Innovation

The Programme for Total Competitiveness

The Programme for Total Competitiveness, founded and developed by Robert Huggins Associates, represents the opportunity by which your region and or locality can fully understand and act upon its economic and social requirements.
The Programme for Total Competitiveness works with local and regional agencies to create an environment for sustained growth, primarily based on enhancing productivity, innovation, enterprise, infrastructure and education skills.
The following are the kinds of questions that we seek to answer by helping to provide a route map for each locality and region’s socio-economic future:

  • What is Total Competitiveness ?
  • How do you achieve Total Competitiveness Growth in your area ?
  • What currently drives and constrains competitiveness in your area ?
  • How can you develop strategies that build-on and extend your locality’s and/or region’s wealth creation capabilities ?
  • Where might your locality/region already be able to take a lead in establishing Total Competitiveness ?
  • How can your locality/region sustain a competitive lead in the future, and where can it create new paths for sustained economic evolution that will bring new opportunities and new prospects ?

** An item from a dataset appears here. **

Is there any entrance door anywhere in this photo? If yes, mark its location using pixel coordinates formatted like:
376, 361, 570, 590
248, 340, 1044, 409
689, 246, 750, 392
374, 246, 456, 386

The Programme for Total Competitiveness is based on an analysis of three key sub-components – Knowledge Competitiveness, Productive Competitiveness and Sustainable Competitiveness – with policy features including:

  • Business development
  • Education and training
  • Networks
  • Innovation and technology
  • Telecommunications
  • Role of public finance
  • Venture capital
  • Skilled workforce
  • Civic leadership

Measuring, understanding and analysing competitiveness at the geographic level has become a vital factor in creating a policy environment that is fully informed as to how we can enhance the economic performance of our nations, regions and localities.

Knowledge Competitiveness

Includes the requirements of knowledge workers, such as thick labour markets offering the variety of employment opportunities needed to sustain a knowledge economy career. It also covers the indigenous capacity for science, technology, production and trade, and the enabling of communication and know-how flow within and between localities and regions.

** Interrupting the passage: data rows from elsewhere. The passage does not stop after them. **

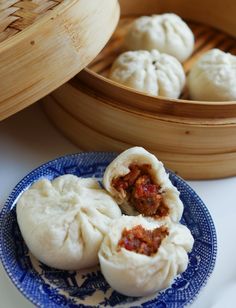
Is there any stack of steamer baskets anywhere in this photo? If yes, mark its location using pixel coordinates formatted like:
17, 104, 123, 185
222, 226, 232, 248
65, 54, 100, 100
44, 0, 236, 179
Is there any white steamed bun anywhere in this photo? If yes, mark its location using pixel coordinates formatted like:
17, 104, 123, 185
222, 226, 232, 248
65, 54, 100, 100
103, 147, 183, 222
99, 216, 194, 296
16, 175, 121, 270
125, 14, 194, 62
109, 50, 186, 98
188, 49, 236, 101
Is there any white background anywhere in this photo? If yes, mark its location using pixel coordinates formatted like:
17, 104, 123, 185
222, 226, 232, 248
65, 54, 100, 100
0, 104, 236, 308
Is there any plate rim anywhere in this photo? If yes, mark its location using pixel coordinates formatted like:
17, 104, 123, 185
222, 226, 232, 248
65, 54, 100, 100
0, 151, 218, 308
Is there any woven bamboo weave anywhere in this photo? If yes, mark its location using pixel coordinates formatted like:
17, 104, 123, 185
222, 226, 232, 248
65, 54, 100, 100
0, 0, 63, 42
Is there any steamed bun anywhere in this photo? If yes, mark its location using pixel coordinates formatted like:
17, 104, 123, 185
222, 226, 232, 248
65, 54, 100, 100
188, 49, 236, 101
16, 175, 121, 270
125, 14, 194, 62
109, 50, 185, 98
103, 147, 183, 222
99, 216, 194, 296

Productive Competitiveness

Includes the indigenous business culture encompassing entrepreneurship, innovation, risk taking, business networks, local/regional identity. It also concerns: (1) skills, and the realisation of those skills and associated technologies; (2) investment, and the differing qualities of physical capital required to become integrated into production; (3) sources of added value, through outputs for trade at home and abroad; and (4) the role of the public sector in productive development.

Sustainable Competitiveness

Consists of environmental quality and management (including emissions and waste); culture and the arts; access for all citizens (investment in re-training and social inclusion); affordability; traffic infrastructure and congestion.
Sustainable competitiveness also includes the cost and productivity of physical labour, the costs of doing business, and location decisions.

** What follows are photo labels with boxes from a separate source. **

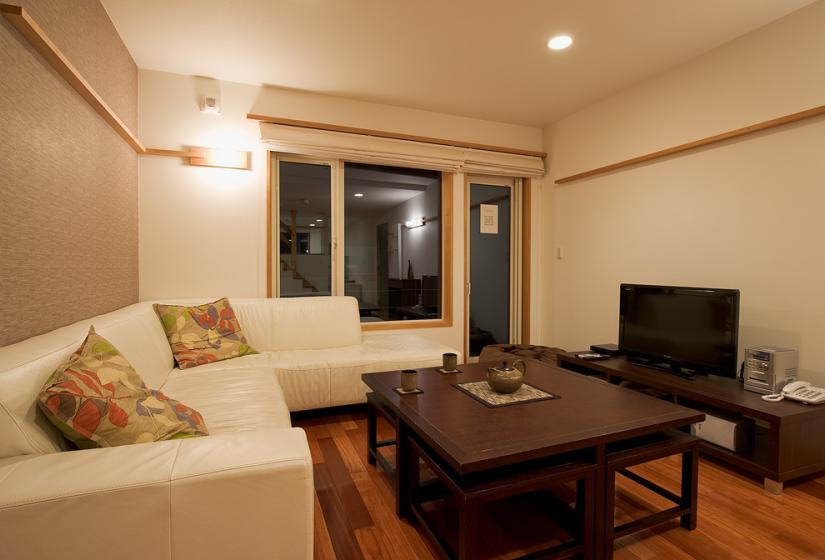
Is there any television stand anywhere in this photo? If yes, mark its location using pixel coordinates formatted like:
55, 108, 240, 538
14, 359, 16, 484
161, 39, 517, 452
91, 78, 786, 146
627, 358, 695, 379
556, 352, 825, 494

Features of the Programme for Total Competitiveness

The Model shows the key aspects to consider when seeking to achieve Total Competitiveness. However, we are aware that no ‘off-the-shelf’ recipe exists for all localities and regions. Our Programme for Total Competitiveness, therefore, focuses on futures planning and scenario setting that shares insights from those who are fully engaged in your area’s economy as well as from stakeholders in comparator localities and regions.

Features of the programme include:

  • Detailed quantative benchmarking of the Total Competitiveness of your locality/region at an international level
  • Qualitative assessment and benchmarking of the intangibles and softer aspects of Total Competitiveness
  • Forecasting key trends and their underlying drivers
  • Scenario setting and futures planning that seek to challenge ‘traditional’ assumptions
  • Establishment of an index of international comparator localities/regions
  • Access to global partnering and networking with international comparators
  • Framework for understanding and appraising developments
  • Assessment of the capacity and co-ordination of institutional partners across your area
  • Process development and action planning for a bespoke Programme for Total Competitiveness in your area based on creating informed and strategic investment decisions to build long-term Total Competitiveness

The Programme for Total Competitiveness has been developed whilst working with a range of local and regional development agencies and stakeholders within the UK, Europe and North America.